Bill Brand, Executive VP, Marketing and Business Development for HSN

Jeff Fagel, Director of Brand Development, Sears Holdings

Yehuda Shmidman, Chief Operating Officer, Iconix Brand Group

Carol Spieckerman, President, newmarketbuilders

The conference’s intent was to provide insights on “the future of branding, collaboration and shopper-centric strategies.” My key take away was the importance of storytelling, disruption and even gaming in getting the brand message across to consumers. 

Logo The message from HSN was that social interaction is a major driver in consumer purchases.   HSN (and, by the way, if you have not watched HSN lately you really should) uses warm media figures like Queen Latifah to brand their products.  HSN expects Queen Latifah and the other celebrities behind their brands to interact on the set, sometimes for hours, with viewers.   They also make sure that whomever they choose has a powerful back story that connects with their female viewership.

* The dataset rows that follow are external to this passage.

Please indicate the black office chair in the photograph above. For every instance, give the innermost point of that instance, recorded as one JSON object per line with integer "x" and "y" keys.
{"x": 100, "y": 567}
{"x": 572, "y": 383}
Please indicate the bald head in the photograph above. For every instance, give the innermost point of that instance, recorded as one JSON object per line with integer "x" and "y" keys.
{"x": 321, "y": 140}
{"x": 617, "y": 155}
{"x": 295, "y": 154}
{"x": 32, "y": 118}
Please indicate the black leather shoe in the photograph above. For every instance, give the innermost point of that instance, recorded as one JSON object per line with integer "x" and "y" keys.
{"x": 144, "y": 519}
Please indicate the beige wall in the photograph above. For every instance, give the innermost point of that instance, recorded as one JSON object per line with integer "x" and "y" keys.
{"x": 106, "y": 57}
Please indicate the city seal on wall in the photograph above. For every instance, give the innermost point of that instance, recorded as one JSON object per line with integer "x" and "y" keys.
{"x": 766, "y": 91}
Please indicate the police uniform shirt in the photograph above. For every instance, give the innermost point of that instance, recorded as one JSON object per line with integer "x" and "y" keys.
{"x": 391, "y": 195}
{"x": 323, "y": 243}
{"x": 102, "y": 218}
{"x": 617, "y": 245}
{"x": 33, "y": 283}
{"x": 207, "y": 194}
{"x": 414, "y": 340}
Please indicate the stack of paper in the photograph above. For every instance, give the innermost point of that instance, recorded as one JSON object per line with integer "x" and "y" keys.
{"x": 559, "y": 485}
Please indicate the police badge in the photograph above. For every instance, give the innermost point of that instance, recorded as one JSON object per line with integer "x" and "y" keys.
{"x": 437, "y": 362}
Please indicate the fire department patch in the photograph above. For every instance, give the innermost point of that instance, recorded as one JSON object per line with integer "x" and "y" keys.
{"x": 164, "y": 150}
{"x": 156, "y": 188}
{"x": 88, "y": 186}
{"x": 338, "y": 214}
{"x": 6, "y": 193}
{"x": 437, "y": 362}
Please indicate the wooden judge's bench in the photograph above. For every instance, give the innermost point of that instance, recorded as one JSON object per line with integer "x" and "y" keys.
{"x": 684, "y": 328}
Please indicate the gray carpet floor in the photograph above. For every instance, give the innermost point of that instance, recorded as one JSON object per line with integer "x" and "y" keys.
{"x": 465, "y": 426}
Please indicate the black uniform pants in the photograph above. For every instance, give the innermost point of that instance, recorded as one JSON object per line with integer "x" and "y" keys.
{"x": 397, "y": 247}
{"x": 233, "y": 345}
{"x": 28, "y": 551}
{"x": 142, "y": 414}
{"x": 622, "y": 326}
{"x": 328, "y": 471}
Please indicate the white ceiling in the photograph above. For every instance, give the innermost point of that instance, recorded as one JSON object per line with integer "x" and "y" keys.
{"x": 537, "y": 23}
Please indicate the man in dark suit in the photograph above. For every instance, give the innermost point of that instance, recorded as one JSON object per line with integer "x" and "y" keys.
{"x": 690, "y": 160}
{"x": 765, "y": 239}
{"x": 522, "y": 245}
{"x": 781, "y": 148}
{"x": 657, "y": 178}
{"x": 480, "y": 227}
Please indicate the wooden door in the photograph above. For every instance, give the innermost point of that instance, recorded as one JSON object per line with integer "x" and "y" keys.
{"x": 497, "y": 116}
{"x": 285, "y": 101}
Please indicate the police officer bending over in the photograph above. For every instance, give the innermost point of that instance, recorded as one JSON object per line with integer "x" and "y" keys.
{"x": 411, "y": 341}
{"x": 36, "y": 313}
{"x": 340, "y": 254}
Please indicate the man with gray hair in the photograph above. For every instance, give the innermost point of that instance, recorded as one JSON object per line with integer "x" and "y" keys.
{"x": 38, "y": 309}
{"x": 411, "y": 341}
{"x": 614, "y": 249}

In addition, HSN is engaging their viewers “seamlessly” across all platforms.  That means the Internet, cell phones (cell phone purchases are leading growth) and gaming.  I was particularly impressed by HSN’s use of social gaming on their website to keep consumers involved with


the brand while they are watching and not watching the channel.  The idea is that as long as the consumer is playing an HSN game, they are involved with the brand. 

Jeff Fagel from Kmart talked about his company’s use of disruptive marketing to revise their view of their brand.  They wanted to change the inherited way that consumers see Kmart.  They did so by creating a strong back story about Kmart’s use of highly talented and engaged designers to create their brands.  The personal side of the designers was featured as they went about their jobs.  The company got a documentarian to shoot videos that were mini documentaries and completely out of the norm for Kmart in substance and style.  The result has been an increase in the perception of Kmart and its products. 

I unfortunatley had to leave prior Carol Spieckerman's talk.  Carol is one of the sharpest people in the consumer products industry so I will see if I can get her to tell me some of what I missed.   All in all, it was a very valuable day.